Neste momento, somos interrompidos pela voz grave e alta de Ivan Farias, ou ‘Stallone’: “aqui é Esparta, mano!”. Stallone está sentado e se anima ao perceber que lhe damos ouvidos. “Para se sentar é duro, se não for Esparta, não senta”. Como o apelido sugere, ele é grande, forte e, bem, se aqui é Esparta, ele é tipo um rei… Aqui, ele não é Rocky, é Leônidas.

Mal sabia Newton…
Brás. 17h59. O cheiro é de gente, de suor, de desespero, de milho cozido. É uma maratona com corridas em escadas, salto em distância, caminhada com obstáculos (daí, o empurra-empurra). Para mim e Fábio, o burburinho é uma oportunidade rica de jornalismo. Mas, a situação é boa somente para nós e para o moço que vende balas. Apenas nós três sentimos o lado doce de uma das estações mais movimentadas da cidade. “Opa, tá cheio, hein?”, diz o comerciante, todo animado.

Passageiros aguardam trem na estação Luz Foto: Ana Lis Soares / Terra
Passageiros aguardam trem na estação Luz
Foto: Ana Lis Soares / Terra

O sinal avisa por diversas vezes: as portas estão se fechando. Ou deveriam, pois tá difícil. Percebo um homem tentando se encaixar em meio à massa dentro do vagão, mas, o espaço que sobrou é muito menor que ele. Porém, o homem não desiste e insiste em sua presença caótica naquela viagem.

O físico Newton dizia que dois corpos não ocupam o mesmo lugar no espaço, contudo ele afirmou isso porque nunca andou de metrô em Sampa. Só pode!

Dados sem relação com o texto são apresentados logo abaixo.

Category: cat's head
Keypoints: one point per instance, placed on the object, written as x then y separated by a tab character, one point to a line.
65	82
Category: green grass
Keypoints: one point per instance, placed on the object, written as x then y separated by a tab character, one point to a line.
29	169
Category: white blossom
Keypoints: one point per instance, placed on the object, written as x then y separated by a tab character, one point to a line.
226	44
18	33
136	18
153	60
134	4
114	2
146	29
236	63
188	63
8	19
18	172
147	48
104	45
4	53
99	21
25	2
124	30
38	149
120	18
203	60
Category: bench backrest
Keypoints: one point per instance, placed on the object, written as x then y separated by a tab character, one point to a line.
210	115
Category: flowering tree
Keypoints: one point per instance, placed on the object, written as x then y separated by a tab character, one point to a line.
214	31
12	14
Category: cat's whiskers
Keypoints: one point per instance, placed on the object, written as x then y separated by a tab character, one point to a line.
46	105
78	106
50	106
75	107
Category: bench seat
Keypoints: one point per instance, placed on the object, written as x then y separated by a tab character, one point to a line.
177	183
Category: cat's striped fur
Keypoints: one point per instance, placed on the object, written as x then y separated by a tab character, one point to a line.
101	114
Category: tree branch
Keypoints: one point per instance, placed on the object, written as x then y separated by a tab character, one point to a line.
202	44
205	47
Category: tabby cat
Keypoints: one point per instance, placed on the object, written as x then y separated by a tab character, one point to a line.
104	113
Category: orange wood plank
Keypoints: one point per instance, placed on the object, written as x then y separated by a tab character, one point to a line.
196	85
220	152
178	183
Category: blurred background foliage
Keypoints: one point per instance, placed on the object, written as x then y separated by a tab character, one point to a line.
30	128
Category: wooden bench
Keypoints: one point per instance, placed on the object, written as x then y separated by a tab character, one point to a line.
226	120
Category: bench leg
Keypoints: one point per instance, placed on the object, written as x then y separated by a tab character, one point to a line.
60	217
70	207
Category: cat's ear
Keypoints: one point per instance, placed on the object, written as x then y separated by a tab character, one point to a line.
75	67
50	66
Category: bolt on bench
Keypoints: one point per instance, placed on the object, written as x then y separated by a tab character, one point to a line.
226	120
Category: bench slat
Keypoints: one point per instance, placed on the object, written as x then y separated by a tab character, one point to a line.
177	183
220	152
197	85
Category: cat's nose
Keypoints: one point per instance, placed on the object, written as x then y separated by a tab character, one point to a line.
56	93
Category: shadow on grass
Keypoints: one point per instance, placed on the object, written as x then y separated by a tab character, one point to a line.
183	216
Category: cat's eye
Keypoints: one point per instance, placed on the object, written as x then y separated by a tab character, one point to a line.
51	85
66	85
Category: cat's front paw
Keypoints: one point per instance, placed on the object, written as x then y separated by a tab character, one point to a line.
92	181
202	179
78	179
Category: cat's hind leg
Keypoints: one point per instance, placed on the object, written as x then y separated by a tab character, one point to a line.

A luta entre um homem e toda a multidão dentro do trem continua por mais dois ou três movimentos de abre-e-fecha da porta. Para o ‘gladiador’, não importa o desconforto, não importa que dali dois minutos outro trem chegará à estação. Em algum momento, ele me percebe o observando pelo lado de fora. Olho fixamente – com medo, compaixão, raiva. Ao contrário de mim, ele me olha de um jeito vazio, sou só mais uma. No olhar dele, só há uma coisa: a vontade de partir – custe o que custar.

O trem parte. Todos seguem seu caminho de volta. E amanhã, meu amigo, é tudo de novo.